Il Rabbino Dario Disegni (1878-1967) ha tradotto in quattro volumi il Tanak. La parola Tanak designa per gli ebrei la Bibbia e deriva da TNK, le iniziali di Torah (la Legge, il Pentateuco), Neviim (i Profeti) e Ketuvim (gli Scritti o Agiografi).
Nel 1960 uscì la traduzione del primo volume Torah e Haftaroth, seguita nel 1962 da quella dei Profeti Anteriori, nel 1964 dai Profeti Posteriori e infine, nel 1967, a pochi mesi dalla scomparsa di Rav Disegni, il volume degli Agiografi.
La Torah o Pentateuco è la prima parte della Bibbia. Si divide in 5 parti che prendono il nome dalla prima o da una delle prime parole con cui hanno inizio.

Il contenuto della Torah è duplice: narrativo e legislativo. La parte narrativa è fondata sia su avvenimenti storici che su racconti. La Torah narra, dopo i racconti di creazione, in quale modo si creò un legame speciale tra il Signore ed Abramo, come tale patto fu rinnovato con i discendenti di Abramo via via fino alla generazione di coloro che uscirono dall'Egitto e ricevettero il decalogo e la promessa della terra di Canaan.

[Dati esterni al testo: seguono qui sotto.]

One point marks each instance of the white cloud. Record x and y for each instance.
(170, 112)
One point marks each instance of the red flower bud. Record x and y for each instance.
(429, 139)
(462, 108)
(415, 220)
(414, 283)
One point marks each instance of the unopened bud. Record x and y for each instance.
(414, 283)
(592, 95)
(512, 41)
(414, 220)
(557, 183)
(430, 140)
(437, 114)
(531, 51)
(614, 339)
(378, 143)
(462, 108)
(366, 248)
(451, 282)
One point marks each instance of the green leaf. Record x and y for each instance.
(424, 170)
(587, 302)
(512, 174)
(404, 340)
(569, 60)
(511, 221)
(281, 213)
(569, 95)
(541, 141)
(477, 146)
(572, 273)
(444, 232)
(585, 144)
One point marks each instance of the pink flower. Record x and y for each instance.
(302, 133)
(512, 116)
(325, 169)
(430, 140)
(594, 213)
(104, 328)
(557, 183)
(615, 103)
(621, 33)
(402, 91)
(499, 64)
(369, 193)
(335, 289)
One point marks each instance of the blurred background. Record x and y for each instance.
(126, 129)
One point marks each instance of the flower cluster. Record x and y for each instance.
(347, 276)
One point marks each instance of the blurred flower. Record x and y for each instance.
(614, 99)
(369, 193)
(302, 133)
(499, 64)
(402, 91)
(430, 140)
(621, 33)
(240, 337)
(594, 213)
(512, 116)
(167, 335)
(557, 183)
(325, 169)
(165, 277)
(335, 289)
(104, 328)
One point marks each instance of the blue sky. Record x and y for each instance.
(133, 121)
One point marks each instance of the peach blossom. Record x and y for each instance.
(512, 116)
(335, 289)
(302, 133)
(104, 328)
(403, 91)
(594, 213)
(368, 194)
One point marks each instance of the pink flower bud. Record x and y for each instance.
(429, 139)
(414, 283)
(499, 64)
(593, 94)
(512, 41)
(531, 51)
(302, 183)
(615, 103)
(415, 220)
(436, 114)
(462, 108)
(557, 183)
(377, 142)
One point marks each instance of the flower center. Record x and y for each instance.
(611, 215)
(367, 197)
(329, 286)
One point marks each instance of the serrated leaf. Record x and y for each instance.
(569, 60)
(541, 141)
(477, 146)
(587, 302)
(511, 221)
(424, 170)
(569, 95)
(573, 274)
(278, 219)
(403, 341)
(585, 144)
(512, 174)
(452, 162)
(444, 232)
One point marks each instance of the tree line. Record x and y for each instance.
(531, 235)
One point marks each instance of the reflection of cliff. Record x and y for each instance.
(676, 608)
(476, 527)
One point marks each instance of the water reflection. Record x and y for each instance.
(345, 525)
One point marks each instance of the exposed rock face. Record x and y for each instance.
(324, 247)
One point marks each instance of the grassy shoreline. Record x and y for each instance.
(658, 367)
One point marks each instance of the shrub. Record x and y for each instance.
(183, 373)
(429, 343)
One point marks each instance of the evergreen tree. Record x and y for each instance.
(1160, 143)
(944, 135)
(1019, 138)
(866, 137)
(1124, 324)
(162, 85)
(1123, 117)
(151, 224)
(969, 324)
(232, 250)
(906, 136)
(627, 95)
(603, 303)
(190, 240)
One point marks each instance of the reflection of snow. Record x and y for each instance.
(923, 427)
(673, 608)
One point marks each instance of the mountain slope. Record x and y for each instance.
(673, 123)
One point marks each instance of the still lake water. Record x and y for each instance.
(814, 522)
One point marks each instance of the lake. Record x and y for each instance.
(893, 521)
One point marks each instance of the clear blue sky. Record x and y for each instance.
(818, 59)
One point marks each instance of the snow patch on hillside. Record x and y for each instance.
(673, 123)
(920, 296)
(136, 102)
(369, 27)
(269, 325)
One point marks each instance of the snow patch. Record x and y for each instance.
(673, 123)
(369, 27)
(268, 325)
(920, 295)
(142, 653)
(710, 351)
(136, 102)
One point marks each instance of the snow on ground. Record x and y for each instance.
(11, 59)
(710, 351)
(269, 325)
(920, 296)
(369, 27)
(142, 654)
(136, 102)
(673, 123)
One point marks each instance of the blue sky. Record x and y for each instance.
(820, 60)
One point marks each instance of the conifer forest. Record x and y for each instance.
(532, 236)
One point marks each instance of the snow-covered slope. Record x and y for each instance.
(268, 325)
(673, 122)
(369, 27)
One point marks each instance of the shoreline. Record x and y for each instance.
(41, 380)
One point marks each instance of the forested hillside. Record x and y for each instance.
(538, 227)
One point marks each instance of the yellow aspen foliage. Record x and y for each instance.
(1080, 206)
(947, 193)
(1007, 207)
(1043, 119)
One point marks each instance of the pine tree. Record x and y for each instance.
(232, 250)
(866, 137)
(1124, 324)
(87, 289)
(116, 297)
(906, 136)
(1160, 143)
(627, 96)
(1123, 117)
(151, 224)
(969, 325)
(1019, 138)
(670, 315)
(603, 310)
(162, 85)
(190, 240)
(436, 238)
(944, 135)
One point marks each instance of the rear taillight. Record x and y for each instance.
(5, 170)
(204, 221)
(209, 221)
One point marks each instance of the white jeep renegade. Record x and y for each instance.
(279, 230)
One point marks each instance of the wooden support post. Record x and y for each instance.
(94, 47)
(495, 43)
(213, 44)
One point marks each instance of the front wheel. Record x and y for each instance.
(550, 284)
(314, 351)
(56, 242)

La parte legislativa comprende nell'interpretazione rabbinica oltre ai sette precetti cosiddetti “dei figli di Noè” cioè obbligatori per tutta l'umanità, 613 precetti (Mizvoth) dei quali 248 positivi e 365 negativi. Tale parte ha lo scopo di insegnare agli Ebrei quale sia il comportamento cui debbono attenersi per conformarsi alla volontà divina. La tradizione ebraica attribuisce la Torah a Mosè che l'avrebbe scritta sotto ispirazione divina. Gli ultimi versetti che parlano della morte di Mosè, sono attribuiti a Giosuè.
E' uso antichissimo nelle comunità ebraiche di leggere pubblicamente a brani successivi tutta la Torah consecutivamente, da Bereshit a Devarim. A tale scopo la Torah è stata divisa in 54 parascioth, tale essendo, secondo il calendario ebraico, il numero massimo di sabati non corrispondenti a giorni di festa solenne (mo'ed) o di mezza festa (chol hammo'ed) dell'anno.
Le paraschiot prendono il nome dalla prima o da una delle prime parole con cui hanno inizio. La prima (Bereshit) si legge nel sabato successivo a Simchat-Torah (in Erez Israel a Sceminì'Atsèreth), la festa della “gioia della Torah”.
Col nome di Haftarà (plurale Haftaroth) si intende un passo tratto dai libri dei Profeti che si legge dopo quello del Pentateuco (parascià) le mattine dei sabati e dei giorni di festa solenne. L'etimologia del nome haftarà è incerta. Probabilmente il significato è “(lettura) che rende esente”, dato che, in tempi di persecuzioni in cui era stata vietata la lettura pubblica della Torah, si leggeva l'haftarà (che esentava dalla lettura della parascià).